TESTING TESTING

The FDA just authorized its first coronavirus blood test. What does that mean?

A patient is given a COVID-19 test by a medical worker outside Brooklyn Hospital Center, Sunday, March 29, 2020, in Brooklyn borough of New York.
A patient is given a COVID-19 test by a medical worker outside Brooklyn Hospital Center, Sunday, March 29, 2020, in Brooklyn borough of New York.
Image: AP Photo/John Minchillo

On Wednesday, the US Food and Drug Administration issued an emergency use authorization (EUA) to Cellex, a North Carolina pharmaceutical company, for a new finger-prick blood test that can detect an immune reaction to SARS-CoV-2. It’s not the first test to get this thumbs-up from the FDA: At least two dozen other tests that search for the virus’s genetic material on a throat swab have already received an EUA. But the Cellex test was the first for a blood test (a different company claimed that honor earlier in the week, but later retracted its claim).

There’s a curious caveat in the test’s labelling and marketing materials, though. The authorization, like those that came before, clearly states “This test has not been FDA cleared or approved.” So what does it mean to be authorized, but not approved?

In the context of the coronavirus pandemic, the FDA has been scrambling to update its regulations for companies that want to develop, manufacture, and distribute tests, aiming to balance the need for speed with concern for public safety—i.e., not releasing a test that tells people they’re not infected when they actually are. The most recent word came on March 16, which lays out the steps companies must follow to release tests. They’re fairly loose, especially compared with earlier versions of the regulations, which some claimed were delaying the deployment of tests.

In short, swab-based genetic tests, which are used to diagnose a current infection, can be marketed and used as soon as they perform well in an initial trial with relatively few samples—even before an EUA is issued. The company has to submit those trial results within 15 days of their completion, and if the FDA issues the EUA, nothing much changes: It just means the tests can continue to go out to labs and hospitals (no at-home tests are permitted yet). If the EUA is denied, the company must stop distributing the test and issue a recall. Companies are allowed to seek special exemptions to those steps from their state governments.

An authorization for these SARS-CoV-2 diagnostic tests differs from full-bore “approval” in two key ways.

First, the validation bar is much lower. FDA approval is a cumbersome, lengthy process that typically entails multiple human trials involving hundreds of participants—first to ensure that the product does no harm, and then to ensure that it actually works. For an EUA, a company essentially just has to show that the product works well enough in a trial with just a few dozen samples, getting the right answer at least 95% of the time for samples with a small viral load, and 100% of the time for higher viral loads and in samples that have no virus. The process can be completed within weeks, rather than months or years.

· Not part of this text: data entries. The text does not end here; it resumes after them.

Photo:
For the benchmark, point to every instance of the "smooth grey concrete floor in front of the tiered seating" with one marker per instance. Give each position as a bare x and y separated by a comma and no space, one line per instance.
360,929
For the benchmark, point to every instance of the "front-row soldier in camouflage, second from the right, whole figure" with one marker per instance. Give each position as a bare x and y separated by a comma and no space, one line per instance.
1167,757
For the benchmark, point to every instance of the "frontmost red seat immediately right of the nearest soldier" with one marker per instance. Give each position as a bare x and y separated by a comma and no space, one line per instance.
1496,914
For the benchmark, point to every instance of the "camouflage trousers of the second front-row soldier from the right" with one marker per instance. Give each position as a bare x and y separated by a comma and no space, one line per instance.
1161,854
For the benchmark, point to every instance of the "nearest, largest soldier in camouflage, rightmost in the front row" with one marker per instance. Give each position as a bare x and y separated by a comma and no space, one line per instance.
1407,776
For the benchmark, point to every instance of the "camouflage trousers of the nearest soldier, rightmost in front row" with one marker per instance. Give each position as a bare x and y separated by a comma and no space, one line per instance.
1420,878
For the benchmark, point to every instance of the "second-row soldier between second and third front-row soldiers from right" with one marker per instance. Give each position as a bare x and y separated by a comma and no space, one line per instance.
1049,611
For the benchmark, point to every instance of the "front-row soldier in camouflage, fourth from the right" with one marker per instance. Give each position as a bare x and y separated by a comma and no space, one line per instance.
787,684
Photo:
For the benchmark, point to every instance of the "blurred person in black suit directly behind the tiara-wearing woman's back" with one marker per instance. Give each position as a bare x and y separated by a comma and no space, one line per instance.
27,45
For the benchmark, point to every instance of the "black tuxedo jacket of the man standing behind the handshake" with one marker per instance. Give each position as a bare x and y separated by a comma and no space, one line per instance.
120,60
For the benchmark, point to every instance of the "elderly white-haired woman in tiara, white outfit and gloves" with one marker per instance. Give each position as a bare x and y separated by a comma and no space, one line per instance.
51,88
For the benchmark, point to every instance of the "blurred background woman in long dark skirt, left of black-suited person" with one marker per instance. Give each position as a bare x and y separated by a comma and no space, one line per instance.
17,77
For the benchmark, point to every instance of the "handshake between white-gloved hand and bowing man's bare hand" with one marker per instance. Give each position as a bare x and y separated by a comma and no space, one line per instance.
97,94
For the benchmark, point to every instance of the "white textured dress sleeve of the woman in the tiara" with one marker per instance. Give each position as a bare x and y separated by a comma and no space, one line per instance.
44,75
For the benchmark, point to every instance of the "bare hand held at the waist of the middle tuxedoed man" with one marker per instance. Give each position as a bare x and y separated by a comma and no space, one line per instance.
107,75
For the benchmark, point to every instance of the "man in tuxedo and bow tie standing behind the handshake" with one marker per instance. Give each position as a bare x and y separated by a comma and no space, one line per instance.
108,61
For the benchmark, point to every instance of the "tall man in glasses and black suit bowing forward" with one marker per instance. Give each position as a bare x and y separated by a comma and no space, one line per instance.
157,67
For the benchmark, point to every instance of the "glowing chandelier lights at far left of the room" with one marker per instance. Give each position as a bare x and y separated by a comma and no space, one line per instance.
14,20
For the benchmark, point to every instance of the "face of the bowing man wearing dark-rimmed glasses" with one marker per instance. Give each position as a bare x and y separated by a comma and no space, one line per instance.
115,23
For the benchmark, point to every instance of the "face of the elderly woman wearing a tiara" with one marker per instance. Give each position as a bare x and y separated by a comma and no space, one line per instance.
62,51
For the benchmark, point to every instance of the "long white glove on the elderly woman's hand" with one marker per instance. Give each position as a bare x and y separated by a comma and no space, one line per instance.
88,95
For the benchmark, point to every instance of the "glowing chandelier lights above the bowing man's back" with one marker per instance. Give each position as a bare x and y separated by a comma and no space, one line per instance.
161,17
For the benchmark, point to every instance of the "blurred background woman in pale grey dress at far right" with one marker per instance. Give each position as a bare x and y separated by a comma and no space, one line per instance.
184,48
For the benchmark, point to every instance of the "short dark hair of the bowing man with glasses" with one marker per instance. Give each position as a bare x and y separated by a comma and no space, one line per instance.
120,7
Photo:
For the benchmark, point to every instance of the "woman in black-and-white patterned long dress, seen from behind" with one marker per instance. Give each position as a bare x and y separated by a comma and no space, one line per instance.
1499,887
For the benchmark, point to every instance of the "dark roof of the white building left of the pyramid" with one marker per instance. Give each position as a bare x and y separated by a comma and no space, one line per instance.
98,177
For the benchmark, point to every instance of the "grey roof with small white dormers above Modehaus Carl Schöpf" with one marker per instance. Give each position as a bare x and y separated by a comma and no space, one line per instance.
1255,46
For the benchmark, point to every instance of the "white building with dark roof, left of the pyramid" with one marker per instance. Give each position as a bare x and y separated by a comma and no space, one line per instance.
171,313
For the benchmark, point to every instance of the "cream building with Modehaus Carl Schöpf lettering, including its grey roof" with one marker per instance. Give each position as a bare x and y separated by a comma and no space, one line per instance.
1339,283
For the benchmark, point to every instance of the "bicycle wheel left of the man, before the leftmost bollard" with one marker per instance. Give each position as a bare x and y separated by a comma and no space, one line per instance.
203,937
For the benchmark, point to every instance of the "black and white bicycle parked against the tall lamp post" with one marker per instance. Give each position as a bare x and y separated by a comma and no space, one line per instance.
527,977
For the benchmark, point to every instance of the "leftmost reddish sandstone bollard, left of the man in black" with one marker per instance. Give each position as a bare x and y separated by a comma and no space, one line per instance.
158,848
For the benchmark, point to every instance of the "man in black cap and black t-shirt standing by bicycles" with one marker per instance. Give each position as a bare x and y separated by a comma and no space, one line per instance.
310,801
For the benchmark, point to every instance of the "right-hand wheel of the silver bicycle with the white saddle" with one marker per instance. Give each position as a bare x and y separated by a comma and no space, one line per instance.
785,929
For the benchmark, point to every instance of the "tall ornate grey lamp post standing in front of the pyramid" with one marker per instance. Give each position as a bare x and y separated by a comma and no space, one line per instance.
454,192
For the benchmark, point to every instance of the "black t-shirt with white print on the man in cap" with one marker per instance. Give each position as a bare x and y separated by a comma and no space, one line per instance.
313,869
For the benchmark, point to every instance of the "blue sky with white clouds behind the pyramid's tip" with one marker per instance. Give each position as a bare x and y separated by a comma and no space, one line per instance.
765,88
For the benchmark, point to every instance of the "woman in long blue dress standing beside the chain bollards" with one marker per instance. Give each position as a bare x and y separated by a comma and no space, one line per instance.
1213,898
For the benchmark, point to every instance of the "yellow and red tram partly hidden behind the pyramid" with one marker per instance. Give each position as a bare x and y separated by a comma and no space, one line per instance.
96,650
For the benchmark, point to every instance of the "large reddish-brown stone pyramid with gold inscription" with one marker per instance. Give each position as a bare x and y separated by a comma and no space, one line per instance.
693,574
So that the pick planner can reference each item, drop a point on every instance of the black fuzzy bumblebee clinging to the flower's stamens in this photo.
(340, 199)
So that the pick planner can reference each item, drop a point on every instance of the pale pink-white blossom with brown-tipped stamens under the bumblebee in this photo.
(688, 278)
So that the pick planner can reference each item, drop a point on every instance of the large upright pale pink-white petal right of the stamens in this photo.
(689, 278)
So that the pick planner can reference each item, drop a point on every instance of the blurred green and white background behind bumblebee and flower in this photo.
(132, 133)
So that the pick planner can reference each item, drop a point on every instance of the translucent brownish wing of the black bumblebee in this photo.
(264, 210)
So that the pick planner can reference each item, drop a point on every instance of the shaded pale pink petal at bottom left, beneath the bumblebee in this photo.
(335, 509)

The second distinction has to do with duration. An EUA only applies for as long as the Secretary of Health and Human Services has made a public health emergency declaration, and only in the context of that particular emergency. An approval, by contrast, is permanent (barring the emergence of new data calling its safety or efficacy into question).

“It’s not perpetual approval to use this forever,” said Matthew Weinberg, CEO of the Weinberg Group pharmaceutical consultancy, a ProPharma group company. “FDA is allowing certain products that appear to have value in the Covid-19 crisis, without the complete set of trial data, to bring relief where they appear to bring relief.”

For blood tests like the one from Cellex, the bar is even lower: FDA is allowing those to be distributed without the need to ever even apply for an EUA. At least two dozen companies have told the FDA they’re going to do just that.

That’s a bit counterintuitive, since blood tests are known to be less accurate in diagnosing infection than swab tests. (They detect the bodies’ immune response to the virus, which can show up a number of days after SARS-CoV-2 takes hold in the body.) But FDA requires blood tests to include another caveat, informing users that the tests should not “be used as the sole basis to diagnose or exclude SARS-CoV-2 infection.” That caveat is still required for blood tests that receive an EUA.

The only reason to seek one, as Cellex did, is for the marketing advantage of calling your test “FDA authorized.”